Board Certification: Therapeutic Radiology ABR
Medical School: University of Iowa Carver College of Medicine
Residency: University of Iowa Hospitals and Clinics
Faculty Rank: Assistant Professor
Special Clinical/Research Interests:Gynecological Cancers, Breast Cancer, Medical Education, Simulation, Educational Assessment, Palliative Care, Health Disparities
Is there a particular population of students (e.g., ethnicity, spiritual, sexual orientation) that you would particularly like to advise?
What does a typical day in the life of a radiation oncologist include?
Radiation oncology is primarily an outpatient specialty.
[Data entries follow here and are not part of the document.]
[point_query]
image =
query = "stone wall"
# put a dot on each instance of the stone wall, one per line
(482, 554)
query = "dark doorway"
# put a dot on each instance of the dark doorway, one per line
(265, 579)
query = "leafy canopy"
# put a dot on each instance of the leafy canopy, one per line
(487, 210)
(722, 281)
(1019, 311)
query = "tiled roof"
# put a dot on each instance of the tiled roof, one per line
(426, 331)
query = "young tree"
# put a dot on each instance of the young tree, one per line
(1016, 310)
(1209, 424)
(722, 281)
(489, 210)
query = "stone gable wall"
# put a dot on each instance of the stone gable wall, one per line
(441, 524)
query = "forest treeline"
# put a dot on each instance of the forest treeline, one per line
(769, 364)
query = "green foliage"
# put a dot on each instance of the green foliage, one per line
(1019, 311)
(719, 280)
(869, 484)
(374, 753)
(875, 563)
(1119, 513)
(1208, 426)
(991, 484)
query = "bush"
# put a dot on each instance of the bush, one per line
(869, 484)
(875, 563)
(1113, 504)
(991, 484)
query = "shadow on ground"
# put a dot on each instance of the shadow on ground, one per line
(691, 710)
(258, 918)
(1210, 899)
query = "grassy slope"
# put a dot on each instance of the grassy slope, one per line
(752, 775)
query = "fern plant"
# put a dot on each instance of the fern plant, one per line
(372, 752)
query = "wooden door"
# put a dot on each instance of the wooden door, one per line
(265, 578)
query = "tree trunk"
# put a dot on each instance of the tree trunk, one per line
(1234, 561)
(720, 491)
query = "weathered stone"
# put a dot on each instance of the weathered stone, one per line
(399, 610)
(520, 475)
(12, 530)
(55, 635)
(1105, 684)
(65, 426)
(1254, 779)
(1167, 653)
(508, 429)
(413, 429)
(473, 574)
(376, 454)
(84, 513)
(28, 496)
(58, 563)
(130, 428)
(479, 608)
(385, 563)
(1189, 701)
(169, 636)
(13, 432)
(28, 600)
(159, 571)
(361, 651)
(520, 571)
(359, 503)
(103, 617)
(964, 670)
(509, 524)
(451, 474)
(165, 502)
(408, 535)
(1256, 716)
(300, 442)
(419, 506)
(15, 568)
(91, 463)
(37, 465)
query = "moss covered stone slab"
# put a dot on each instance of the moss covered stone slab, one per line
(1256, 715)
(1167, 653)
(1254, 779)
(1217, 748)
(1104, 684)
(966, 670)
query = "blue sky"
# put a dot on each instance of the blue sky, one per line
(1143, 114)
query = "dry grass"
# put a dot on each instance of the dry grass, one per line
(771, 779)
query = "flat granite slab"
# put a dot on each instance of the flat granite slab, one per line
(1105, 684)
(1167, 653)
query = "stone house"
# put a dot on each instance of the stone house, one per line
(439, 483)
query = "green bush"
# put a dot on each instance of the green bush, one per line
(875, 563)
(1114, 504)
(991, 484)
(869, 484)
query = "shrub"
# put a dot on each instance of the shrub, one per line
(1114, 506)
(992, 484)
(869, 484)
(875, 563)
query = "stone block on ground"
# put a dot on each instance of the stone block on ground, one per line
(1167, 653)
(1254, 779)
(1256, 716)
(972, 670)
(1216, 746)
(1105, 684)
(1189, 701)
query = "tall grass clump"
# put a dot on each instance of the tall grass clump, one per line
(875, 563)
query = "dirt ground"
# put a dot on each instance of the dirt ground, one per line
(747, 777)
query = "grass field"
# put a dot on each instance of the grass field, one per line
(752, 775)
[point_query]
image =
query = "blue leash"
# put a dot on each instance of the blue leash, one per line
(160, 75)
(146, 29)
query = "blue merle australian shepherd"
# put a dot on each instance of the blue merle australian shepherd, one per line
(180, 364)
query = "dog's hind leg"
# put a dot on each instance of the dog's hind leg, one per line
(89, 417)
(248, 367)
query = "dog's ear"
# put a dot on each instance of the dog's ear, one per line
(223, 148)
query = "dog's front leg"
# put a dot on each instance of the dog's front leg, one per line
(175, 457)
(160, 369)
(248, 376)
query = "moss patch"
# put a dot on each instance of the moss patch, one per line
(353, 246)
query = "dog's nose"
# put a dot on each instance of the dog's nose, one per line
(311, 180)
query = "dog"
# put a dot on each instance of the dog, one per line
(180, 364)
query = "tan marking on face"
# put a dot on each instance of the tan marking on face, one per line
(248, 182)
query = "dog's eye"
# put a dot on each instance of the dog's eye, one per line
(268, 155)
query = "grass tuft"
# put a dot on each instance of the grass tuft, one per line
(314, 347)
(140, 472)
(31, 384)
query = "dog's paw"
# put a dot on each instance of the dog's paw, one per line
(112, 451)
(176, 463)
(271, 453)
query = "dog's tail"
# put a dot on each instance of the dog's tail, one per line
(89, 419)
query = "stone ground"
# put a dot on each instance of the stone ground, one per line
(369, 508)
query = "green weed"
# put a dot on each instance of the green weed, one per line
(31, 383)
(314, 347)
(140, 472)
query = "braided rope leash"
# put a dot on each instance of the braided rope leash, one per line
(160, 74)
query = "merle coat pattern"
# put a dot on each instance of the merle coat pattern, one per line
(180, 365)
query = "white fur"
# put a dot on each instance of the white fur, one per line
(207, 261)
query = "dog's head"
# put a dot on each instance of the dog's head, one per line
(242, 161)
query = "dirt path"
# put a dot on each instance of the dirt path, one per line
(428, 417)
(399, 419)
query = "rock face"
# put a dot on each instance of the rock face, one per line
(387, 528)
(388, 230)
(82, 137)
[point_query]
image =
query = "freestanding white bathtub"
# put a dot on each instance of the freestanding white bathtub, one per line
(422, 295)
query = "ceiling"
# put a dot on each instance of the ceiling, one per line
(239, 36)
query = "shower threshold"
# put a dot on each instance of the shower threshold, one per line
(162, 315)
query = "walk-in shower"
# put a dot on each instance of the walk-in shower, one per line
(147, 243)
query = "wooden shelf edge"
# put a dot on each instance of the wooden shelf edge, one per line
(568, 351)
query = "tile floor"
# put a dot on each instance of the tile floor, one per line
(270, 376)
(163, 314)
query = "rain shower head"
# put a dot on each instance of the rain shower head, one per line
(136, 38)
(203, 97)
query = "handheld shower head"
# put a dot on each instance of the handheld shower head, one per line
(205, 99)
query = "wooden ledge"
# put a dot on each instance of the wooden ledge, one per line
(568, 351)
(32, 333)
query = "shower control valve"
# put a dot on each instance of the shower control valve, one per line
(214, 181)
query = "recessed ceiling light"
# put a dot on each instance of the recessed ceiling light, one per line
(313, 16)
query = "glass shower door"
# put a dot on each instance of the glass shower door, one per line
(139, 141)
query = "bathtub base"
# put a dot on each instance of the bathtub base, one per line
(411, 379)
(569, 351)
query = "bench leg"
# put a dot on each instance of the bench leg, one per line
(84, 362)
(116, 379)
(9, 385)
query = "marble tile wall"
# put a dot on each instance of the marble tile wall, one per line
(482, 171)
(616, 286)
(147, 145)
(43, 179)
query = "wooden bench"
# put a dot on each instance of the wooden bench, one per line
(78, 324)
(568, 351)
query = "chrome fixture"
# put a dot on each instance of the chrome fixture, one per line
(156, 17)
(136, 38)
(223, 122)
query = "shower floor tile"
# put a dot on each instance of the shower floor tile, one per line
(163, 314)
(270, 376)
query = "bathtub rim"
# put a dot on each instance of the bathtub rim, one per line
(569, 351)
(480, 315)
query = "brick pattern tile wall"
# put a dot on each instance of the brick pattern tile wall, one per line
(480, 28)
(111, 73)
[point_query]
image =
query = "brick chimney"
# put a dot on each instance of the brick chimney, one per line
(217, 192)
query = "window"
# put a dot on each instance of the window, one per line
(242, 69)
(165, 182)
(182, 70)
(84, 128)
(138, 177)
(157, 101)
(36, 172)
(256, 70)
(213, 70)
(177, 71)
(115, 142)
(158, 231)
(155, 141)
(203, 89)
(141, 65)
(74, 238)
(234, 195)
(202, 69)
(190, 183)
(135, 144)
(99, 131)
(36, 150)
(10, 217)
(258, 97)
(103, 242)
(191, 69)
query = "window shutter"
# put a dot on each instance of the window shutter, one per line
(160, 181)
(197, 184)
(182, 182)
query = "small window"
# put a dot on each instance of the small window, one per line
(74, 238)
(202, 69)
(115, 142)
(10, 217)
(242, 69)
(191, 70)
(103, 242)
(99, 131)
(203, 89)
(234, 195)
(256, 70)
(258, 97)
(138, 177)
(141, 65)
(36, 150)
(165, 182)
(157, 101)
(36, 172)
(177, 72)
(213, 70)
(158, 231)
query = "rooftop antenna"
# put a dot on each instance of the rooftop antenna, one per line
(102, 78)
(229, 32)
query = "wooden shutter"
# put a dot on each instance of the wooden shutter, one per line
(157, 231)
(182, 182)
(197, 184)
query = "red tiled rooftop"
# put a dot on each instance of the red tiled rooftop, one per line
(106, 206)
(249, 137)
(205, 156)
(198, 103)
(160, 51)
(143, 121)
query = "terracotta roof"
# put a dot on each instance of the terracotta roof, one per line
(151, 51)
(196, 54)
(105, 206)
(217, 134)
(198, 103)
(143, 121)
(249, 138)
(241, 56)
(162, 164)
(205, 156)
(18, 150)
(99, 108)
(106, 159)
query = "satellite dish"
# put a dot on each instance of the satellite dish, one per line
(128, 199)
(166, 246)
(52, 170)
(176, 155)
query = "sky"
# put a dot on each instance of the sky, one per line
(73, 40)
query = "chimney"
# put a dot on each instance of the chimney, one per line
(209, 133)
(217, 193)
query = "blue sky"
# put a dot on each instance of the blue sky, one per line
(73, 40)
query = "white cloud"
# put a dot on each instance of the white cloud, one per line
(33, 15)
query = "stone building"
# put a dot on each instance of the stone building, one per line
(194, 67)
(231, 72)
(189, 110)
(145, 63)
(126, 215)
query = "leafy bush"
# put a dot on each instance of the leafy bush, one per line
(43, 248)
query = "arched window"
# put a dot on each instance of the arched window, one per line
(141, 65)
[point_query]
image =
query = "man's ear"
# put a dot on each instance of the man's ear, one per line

In clinic, we participate in:
- Consults with new cancer patients who may benefit from radiation therapy, either to attempt a cure or to palliate symptoms
- Radiation treatment planning
- Multidisciplinary tumor boards
- Monitoring of patients who are currently receiving radiation therapy for acute side effects
- Enrollment of patients in relevant clinical trials
- Long term follow-up of patients in order to manage late toxicities and monitor for evidence of recurrence
What is the biggest challenge of being a radiation oncologist?
Oncology is a rapidly changing field with many gray areas. In addition, it requires an extensive depth and breadth of knowledge, as radiation oncologists treat all ages and nearly every organ system in the body.
How do you foresee radiation oncology changing over the next 20 years?
As our knowledge of cancer biology increases, cancer treatment will likely become more personalized and targeted with less toxicity and shorter treatment courses.
What advice would you give a student who is considering a radiation oncology residency?
Start early. Most medical students don't learn about radiation oncology in their core curriculum, so it behooves you to get involved as soon as possible. Find a mentor in the specialty, start shadowing in the clinic, learn the vocabulary, get involved in radiation-related research and present/publish your results.